Most grieving people do not need psychological or psychiatric treatment. Typically, medications, such as antidepressants, are required only when grief has progressed into major depression. When professional help is sought for grief, interpersonal therapy is among the most commonly used forms of psychotherapy. This therapy focuses on grief, assessment of the relationship with the deceased, identifying and reviewing symptoms, and encouraging satisfying relationships and activities. Group therapy can also be helpful. It allows grieving people to meet and discuss their feelings with others who are grieving. Support groups, both in-person and on the Internet, can help grieving people, especially those who wish to receive more specialized support, such as parents who have lost a child.
The most important aspect for grieving people is learning to cope with their loss. People who are grieving may need to keep certain coping tips in mind, including:
- Avoid isolation. It is important for grieving people to talk to others and explain how they are feeling. They must not be afraid to ask for support.
- Take care of physical health. People who are grieving still need to see a physician when feeling unwell. Most physical complications of grief can be eased by eating properly, exercising and getting plenty of rest.
- Postpone major decisions when possible. Grief may interfere with judgment. Major decisions may need to be postponed.
Individuals can take certain steps to help others cope with grief, including:
- Listen. People who are grieving need to share their thoughts and feelings with others.
- Do not offer false comfort. Comments such as “He’s in a better place now” or “At least she’s not suffering anymore” often do not help and may make the grieving person feel even worse.
- Offer practical help. Grieving individuals may benefit from assistance with household chores or errands.

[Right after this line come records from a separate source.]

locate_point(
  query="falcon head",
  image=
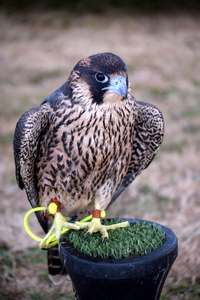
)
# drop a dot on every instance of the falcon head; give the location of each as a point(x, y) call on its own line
point(100, 78)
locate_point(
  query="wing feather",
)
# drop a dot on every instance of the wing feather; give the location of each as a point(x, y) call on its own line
point(27, 135)
point(147, 138)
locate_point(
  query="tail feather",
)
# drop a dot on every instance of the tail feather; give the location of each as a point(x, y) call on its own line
point(57, 272)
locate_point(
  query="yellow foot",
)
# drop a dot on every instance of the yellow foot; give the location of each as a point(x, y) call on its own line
point(95, 226)
point(59, 223)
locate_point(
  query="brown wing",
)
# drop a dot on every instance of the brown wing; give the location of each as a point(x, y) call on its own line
point(27, 135)
point(147, 138)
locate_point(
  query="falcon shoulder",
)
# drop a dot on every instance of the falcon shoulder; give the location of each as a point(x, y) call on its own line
point(27, 136)
point(147, 137)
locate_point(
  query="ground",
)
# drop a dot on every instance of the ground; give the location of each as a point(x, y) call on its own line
point(38, 50)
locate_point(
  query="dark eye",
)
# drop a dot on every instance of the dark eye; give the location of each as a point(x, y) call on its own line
point(101, 77)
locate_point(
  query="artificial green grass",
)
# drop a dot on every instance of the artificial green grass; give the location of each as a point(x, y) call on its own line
point(137, 239)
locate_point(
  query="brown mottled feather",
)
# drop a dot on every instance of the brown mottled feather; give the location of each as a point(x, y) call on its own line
point(85, 141)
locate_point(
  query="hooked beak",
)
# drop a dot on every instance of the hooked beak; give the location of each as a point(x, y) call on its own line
point(118, 86)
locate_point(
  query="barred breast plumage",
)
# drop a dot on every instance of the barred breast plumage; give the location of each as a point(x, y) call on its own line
point(89, 139)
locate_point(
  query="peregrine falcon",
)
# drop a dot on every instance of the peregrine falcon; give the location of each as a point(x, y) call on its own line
point(85, 144)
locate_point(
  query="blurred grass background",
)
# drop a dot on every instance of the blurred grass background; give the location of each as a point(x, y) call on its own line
point(160, 43)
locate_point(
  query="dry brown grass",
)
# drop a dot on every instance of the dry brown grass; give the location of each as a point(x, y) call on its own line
point(162, 53)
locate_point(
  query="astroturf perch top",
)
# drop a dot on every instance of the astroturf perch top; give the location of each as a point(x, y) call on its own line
point(84, 145)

Tips to help children cope with grief include:
- Answer questions simply and honestly. Children’s questions should be answered truthfully in terms the children can understand. Adults who try to protect children from the truth about death may actually do more harm.
- Maintain regular routines as often as possible. Children need structure and routine. Though a loss may necessitate a change in structure, maintaining routines as much as possible can help children come to terms with the loss.

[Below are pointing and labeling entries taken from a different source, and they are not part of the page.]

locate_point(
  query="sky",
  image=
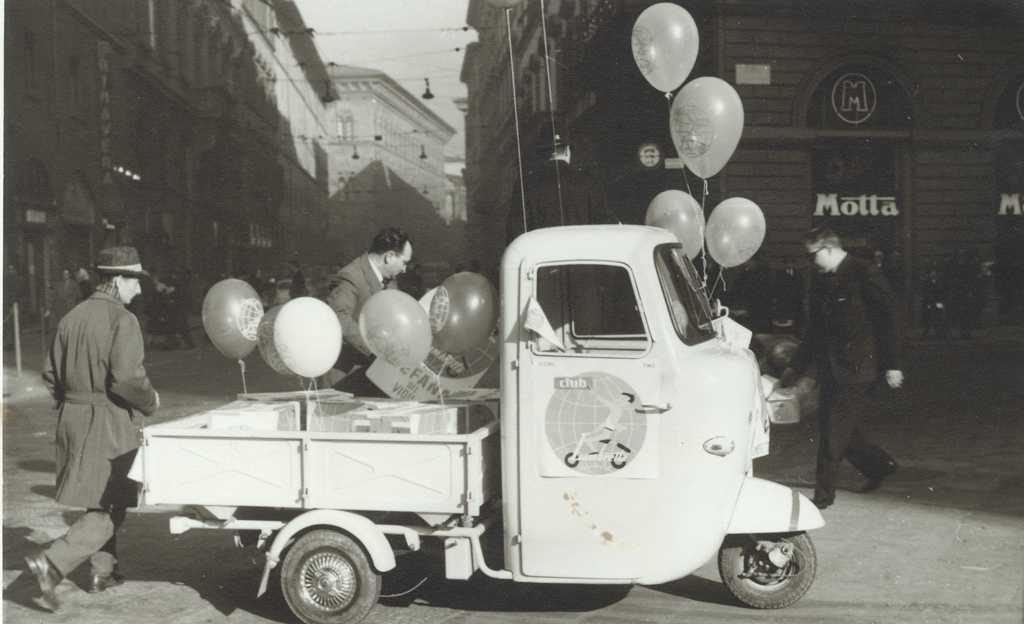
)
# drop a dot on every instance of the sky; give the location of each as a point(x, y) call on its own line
point(409, 40)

Parents and caregivers may also enroll children in programs, such as special day camps, which are designed to teach children about grief and help them learn to accept and cope with their loss.
Questions for your doctor regarding grief
Preparing questions in advance can help patients to have more meaningful discussions with their physicians regarding their conditions. Patients may wish to ask their doctor the following grief-related questions:
- Are my physical symptoms related to grief or another condition?
- What type of grief am I experiencing?
- Do I need medication or other type of therapy?
- Do you know of any support groups in the area that may be helpful to me?
- Does my grief seem to be progressing towards major depression?
- My feelings and symptoms are different from other times I have been bereaved. Is this normal?
- For how long can I expect my grief to last?
- How can I talk to my child about death?
- How can I help my children cope with their grief?